Heart of Louisiana: Lighthouses
(WVUE) - For more than 150 years, these old lighthouses have marked the entrances to rivers and ports across coastal Louisiana. But most of the old structures have fallen victim to hurricanes, sinking land and newer technology.
If you've been around long enough to remember the Pontchartrain Beach Amusement Park, then you'll remember this lighthouse. It's one of the oldest around and it's still standing.
"The Milneburg Lighthouse was built actually in 1832," says Joann Haydel. "There was a train called the Smokey Mary along Elysian Fields, present day Elysian Fields, that would take visitors to the Lakefront."
After Hurricane Katrina, the Lake Pontchartrain Basin Foundation rebuilt this historic lighthouse at the New Basin Canal.
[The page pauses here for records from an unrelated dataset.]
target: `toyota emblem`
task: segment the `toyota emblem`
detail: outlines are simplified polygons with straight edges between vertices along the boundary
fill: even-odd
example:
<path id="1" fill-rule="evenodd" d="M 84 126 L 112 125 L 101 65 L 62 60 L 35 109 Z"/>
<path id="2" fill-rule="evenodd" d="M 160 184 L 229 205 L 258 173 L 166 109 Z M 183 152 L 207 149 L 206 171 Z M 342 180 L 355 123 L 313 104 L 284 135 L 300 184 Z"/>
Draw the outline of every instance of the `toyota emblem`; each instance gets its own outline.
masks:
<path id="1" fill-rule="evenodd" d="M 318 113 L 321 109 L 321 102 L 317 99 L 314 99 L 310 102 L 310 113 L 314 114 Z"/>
It's the fourth structure on this site. The first was built in 1839.
"Here at New Canal Lighthouse, we've had five female lightkeepers since the 1840's. We actually boast the most female keepers of any lighthouse," says Haydel.
One of those female lightkeepers was Madge Norvell, who single-handedly rescued a downed Navy pilot in her rowboat and helped save passengers from a burning steamship.
"Margaret saw it happen and she called out to all the commercial fishermen via radio and was able to get everyone over there to rescue all 200 people," says Haydel. "She was quite the hero."
Directly across Lake Pontchartrain, the Tchefuncte River Lighthouse began operation in 1837.
"It was built before the Civil War, was destroyed during the Civil War and then rebuilt, I believe, in 1868, I believe. And it's still a functioning lighthouse. It's a privately-owned aid to navigation" says Lynn Haase.
Recent hurricanes destroyed the Pass Manchac Lighthouse and Katrina completely washed away the light tower at the Chaneleur Islands.
"The lighthouse is 85 feet tall," says Carolyn Miller.
At the southwest corner of the state, where Louisiana meets Texas, this lighthouse was built at Sabine Pass in 1856.
"The buttresses that are holding it up, it looks like a spaceship," says Miller.
With its 16-inch-thick brick walls, this octagon-shaped structure has withstood some of the strongest hurricanes to strike Louisiana.
A Cameron Parish group is trying to raise funds to stabilize and restore the lighthouse.
"It's just a piece of history that needs to be saved," says Miller.
And that's a common feeling toward Louisiana's few remaining lighthouses. They are historic, they've weathered a lot of storms and it seems like they should be saved.
You can visit a museum in New Orleans at the New Basin Canal Lighthouse on the Lakefront. And in Madisonville, there is an extensive display on Louisiana Lighthouses at the Lake Pontchartrain Maritime Museum.